Beschwerde bei Simonetta Sommaruga
Norbert Schmassmann seinerseits schilderte in seinem Schlusswort eine Szene, die er als damaliger Präsident des Verbands öffentlicher Verkehr (VöV) erlebt hatte. An der VöV-Generalversammlung 2018 in Pontresina habe er in seiner Rede erklärt, dass alle Beteiligten, also auch das BAV, in der 2018 aufgeflogenen Postauto-Affäre Fehler gemacht hätten. Füglistaler habe ihn darauf beschuldigt, er wolle dem BAV die Verantwortung für die Affäre in die Schuhe schieben. Das sei wie ein Filmriss gewesen im Verhältnis zu Füglistaler, erklärte Schmassmann. Das Verhältnis zu Füglistaler habe sich zunehmend verschlechtert. «Der damalige BAV-Direktor hat nur auf eine Retourkutsche gewartet», so Schmassmann.
Füglistaler zeigt sich auf Anfrage der NZZ nicht überrascht, dass seine Person im Luzerner Prozess eine wichtige Rolle gespielt hat. «Die Verantwortlichen versuchen, aus der Angelegenheit einen politischen Prozess zu machen und damit ihre Verfehlungen zu kaschieren», sagt der frühere BAV-Direktor. Er bestätigt, dass es an der VöV-Generalversammlung 2018 zu einem Eklat mit Schmassmann kam, der zum persönlichen Bruch zwischen den beiden führte.
Den Vorwurf, vertrauliche Informationen an die Medien weitergegeben zu haben, weist Füglistaler in aller Form zurück. «Das stimmt nicht.

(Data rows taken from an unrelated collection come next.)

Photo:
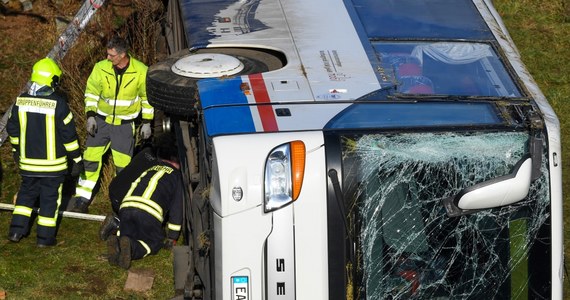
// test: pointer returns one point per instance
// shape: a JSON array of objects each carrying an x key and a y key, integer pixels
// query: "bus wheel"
[{"x": 171, "y": 83}]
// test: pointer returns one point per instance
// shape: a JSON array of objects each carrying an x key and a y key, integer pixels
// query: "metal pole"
[{"x": 68, "y": 214}]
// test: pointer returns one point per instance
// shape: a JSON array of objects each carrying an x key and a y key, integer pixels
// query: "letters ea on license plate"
[{"x": 240, "y": 288}]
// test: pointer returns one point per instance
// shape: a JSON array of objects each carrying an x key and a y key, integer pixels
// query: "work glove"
[
  {"x": 91, "y": 126},
  {"x": 77, "y": 168},
  {"x": 169, "y": 243},
  {"x": 145, "y": 131}
]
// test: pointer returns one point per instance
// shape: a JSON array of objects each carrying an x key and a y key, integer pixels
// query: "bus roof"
[{"x": 341, "y": 52}]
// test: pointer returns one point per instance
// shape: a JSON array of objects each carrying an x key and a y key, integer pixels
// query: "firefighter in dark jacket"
[
  {"x": 146, "y": 197},
  {"x": 43, "y": 137}
]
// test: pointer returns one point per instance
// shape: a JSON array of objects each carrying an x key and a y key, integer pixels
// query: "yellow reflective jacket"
[{"x": 118, "y": 98}]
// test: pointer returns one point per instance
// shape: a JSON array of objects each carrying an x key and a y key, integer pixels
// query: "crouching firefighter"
[
  {"x": 43, "y": 137},
  {"x": 146, "y": 198}
]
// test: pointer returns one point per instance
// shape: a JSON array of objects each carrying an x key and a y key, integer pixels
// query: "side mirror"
[{"x": 500, "y": 191}]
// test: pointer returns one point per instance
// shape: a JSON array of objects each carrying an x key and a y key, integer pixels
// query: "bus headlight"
[{"x": 284, "y": 172}]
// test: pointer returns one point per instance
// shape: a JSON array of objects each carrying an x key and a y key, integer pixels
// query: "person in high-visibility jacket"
[
  {"x": 43, "y": 137},
  {"x": 146, "y": 198},
  {"x": 115, "y": 97}
]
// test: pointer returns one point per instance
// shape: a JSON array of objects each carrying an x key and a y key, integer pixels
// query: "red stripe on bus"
[{"x": 261, "y": 96}]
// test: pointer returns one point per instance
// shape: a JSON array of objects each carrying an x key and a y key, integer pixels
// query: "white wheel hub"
[{"x": 207, "y": 65}]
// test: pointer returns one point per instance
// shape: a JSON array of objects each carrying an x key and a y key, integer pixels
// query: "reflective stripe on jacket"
[
  {"x": 118, "y": 97},
  {"x": 42, "y": 132},
  {"x": 156, "y": 190}
]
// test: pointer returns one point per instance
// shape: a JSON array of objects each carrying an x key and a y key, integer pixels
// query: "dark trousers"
[
  {"x": 48, "y": 191},
  {"x": 145, "y": 231}
]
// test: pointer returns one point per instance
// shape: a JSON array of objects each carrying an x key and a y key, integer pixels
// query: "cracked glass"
[{"x": 407, "y": 247}]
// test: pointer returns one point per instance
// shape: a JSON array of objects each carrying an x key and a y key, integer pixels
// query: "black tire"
[{"x": 178, "y": 95}]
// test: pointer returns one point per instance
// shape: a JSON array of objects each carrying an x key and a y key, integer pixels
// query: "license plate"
[{"x": 240, "y": 288}]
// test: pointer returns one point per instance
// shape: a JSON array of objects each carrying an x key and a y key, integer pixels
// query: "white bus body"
[{"x": 360, "y": 149}]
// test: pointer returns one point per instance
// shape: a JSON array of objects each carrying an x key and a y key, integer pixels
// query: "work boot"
[
  {"x": 113, "y": 250},
  {"x": 78, "y": 204},
  {"x": 15, "y": 237},
  {"x": 125, "y": 255},
  {"x": 109, "y": 227},
  {"x": 46, "y": 242}
]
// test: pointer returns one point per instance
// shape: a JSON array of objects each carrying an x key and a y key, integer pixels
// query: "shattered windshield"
[
  {"x": 444, "y": 68},
  {"x": 407, "y": 246}
]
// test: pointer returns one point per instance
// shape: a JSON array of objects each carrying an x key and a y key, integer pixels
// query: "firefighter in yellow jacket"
[
  {"x": 43, "y": 137},
  {"x": 115, "y": 96}
]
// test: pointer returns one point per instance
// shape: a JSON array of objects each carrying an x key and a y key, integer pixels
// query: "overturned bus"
[{"x": 359, "y": 149}]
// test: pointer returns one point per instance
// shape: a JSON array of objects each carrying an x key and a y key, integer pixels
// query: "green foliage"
[{"x": 540, "y": 29}]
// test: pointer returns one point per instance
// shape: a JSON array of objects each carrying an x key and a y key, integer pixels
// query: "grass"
[{"x": 76, "y": 268}]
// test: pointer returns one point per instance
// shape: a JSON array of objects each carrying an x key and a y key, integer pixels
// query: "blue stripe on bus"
[{"x": 225, "y": 120}]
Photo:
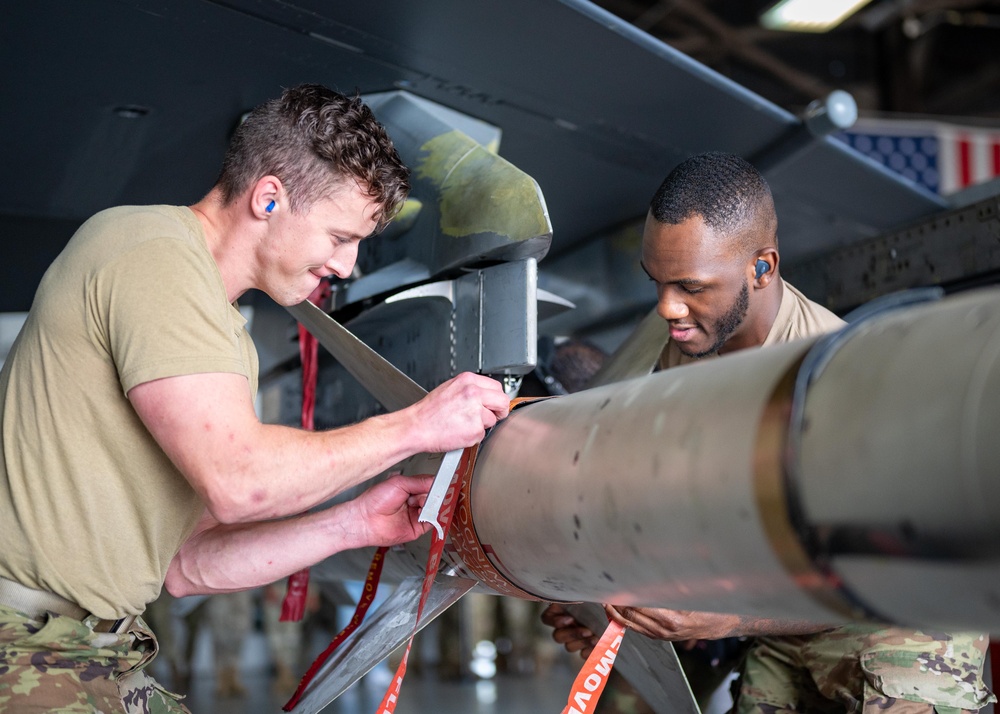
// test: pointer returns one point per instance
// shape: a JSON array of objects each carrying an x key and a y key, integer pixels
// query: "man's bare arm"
[
  {"x": 682, "y": 625},
  {"x": 248, "y": 471},
  {"x": 225, "y": 558}
]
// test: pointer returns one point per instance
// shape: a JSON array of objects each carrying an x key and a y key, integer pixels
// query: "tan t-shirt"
[
  {"x": 90, "y": 506},
  {"x": 797, "y": 317}
]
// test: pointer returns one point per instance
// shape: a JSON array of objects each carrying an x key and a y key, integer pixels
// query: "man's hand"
[
  {"x": 568, "y": 631},
  {"x": 687, "y": 625},
  {"x": 389, "y": 510},
  {"x": 457, "y": 413},
  {"x": 676, "y": 625}
]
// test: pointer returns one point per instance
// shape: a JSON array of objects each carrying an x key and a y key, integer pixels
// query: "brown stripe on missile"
[{"x": 771, "y": 492}]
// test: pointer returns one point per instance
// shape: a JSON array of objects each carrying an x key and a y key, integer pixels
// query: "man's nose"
[
  {"x": 669, "y": 308},
  {"x": 343, "y": 260}
]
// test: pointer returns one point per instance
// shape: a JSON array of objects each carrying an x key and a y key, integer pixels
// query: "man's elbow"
[
  {"x": 229, "y": 501},
  {"x": 176, "y": 583}
]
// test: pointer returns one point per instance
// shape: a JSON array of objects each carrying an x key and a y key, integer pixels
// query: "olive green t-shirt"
[{"x": 90, "y": 507}]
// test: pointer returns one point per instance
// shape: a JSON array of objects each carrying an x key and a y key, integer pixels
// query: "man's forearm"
[
  {"x": 221, "y": 558},
  {"x": 749, "y": 626}
]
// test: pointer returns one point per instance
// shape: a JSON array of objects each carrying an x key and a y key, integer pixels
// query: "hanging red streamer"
[{"x": 293, "y": 607}]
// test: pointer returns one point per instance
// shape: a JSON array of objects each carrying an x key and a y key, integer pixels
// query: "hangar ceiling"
[
  {"x": 933, "y": 57},
  {"x": 132, "y": 101}
]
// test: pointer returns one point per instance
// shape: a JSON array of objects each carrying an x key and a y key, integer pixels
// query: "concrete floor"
[
  {"x": 505, "y": 694},
  {"x": 422, "y": 692}
]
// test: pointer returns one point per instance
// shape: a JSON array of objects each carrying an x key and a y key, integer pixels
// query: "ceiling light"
[{"x": 809, "y": 15}]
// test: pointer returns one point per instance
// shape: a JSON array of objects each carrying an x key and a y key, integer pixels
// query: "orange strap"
[{"x": 589, "y": 683}]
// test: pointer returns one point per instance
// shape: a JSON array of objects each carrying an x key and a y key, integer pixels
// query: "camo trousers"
[
  {"x": 865, "y": 669},
  {"x": 58, "y": 664}
]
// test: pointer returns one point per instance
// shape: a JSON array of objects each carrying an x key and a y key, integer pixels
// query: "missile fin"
[
  {"x": 378, "y": 636},
  {"x": 651, "y": 666}
]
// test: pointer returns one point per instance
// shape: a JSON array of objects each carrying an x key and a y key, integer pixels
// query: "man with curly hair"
[{"x": 131, "y": 455}]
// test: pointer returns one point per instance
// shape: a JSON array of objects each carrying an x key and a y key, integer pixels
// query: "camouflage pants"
[
  {"x": 58, "y": 664},
  {"x": 865, "y": 669}
]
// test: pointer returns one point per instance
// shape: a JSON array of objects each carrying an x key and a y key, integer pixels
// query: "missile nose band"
[
  {"x": 479, "y": 558},
  {"x": 777, "y": 507}
]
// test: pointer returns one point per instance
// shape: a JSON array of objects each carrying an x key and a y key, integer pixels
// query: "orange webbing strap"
[
  {"x": 589, "y": 683},
  {"x": 364, "y": 602}
]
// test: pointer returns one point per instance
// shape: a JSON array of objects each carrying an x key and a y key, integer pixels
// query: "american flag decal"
[{"x": 939, "y": 156}]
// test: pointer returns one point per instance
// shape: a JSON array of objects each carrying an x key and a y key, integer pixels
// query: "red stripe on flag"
[{"x": 964, "y": 162}]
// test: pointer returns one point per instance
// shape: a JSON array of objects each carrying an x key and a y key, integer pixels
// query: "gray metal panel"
[{"x": 593, "y": 109}]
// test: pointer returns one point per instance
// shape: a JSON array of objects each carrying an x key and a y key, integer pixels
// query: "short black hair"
[{"x": 727, "y": 192}]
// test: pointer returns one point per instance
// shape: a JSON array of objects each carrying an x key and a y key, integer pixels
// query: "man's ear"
[
  {"x": 267, "y": 197},
  {"x": 765, "y": 267}
]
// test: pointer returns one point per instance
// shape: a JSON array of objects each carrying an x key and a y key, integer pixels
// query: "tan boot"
[{"x": 228, "y": 683}]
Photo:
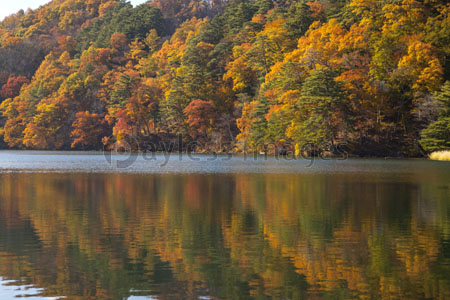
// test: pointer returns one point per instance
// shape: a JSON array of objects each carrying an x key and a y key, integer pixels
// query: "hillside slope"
[{"x": 370, "y": 77}]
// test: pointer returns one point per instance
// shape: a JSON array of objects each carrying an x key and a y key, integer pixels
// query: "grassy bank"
[{"x": 440, "y": 155}]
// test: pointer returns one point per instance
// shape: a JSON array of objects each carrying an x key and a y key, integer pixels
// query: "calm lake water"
[{"x": 77, "y": 226}]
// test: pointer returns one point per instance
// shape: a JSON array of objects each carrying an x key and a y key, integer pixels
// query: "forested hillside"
[{"x": 232, "y": 75}]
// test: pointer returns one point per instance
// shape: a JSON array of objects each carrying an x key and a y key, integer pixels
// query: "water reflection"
[{"x": 114, "y": 236}]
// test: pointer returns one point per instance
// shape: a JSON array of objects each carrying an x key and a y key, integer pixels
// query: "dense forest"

Ich nehme die Vorwürfe zur Kenntnis, werde aber rechtlich nicht dagegen vorgehen, dass ich auf diese Weise verunglimpft werde.» Viele Personen hätten gewusst, dass das BAV gegen die VBL vorgehen wolle. «Es konnte von daher nicht wirklich überraschen, dass die Geschichte den Weg in die Öffentlichkeit fand.»
Mit seiner Pensionierung habe er mit der Angelegenheit abgeschlossen. «Ich hoffe, dass die beschuldigten VBL-Mitarbeiter schuldig gesprochen werden. Das wäre für mich eine Genugtuung», so Füglistaler. Das Urteil im Prozess wird in wenigen Wochen verkündet.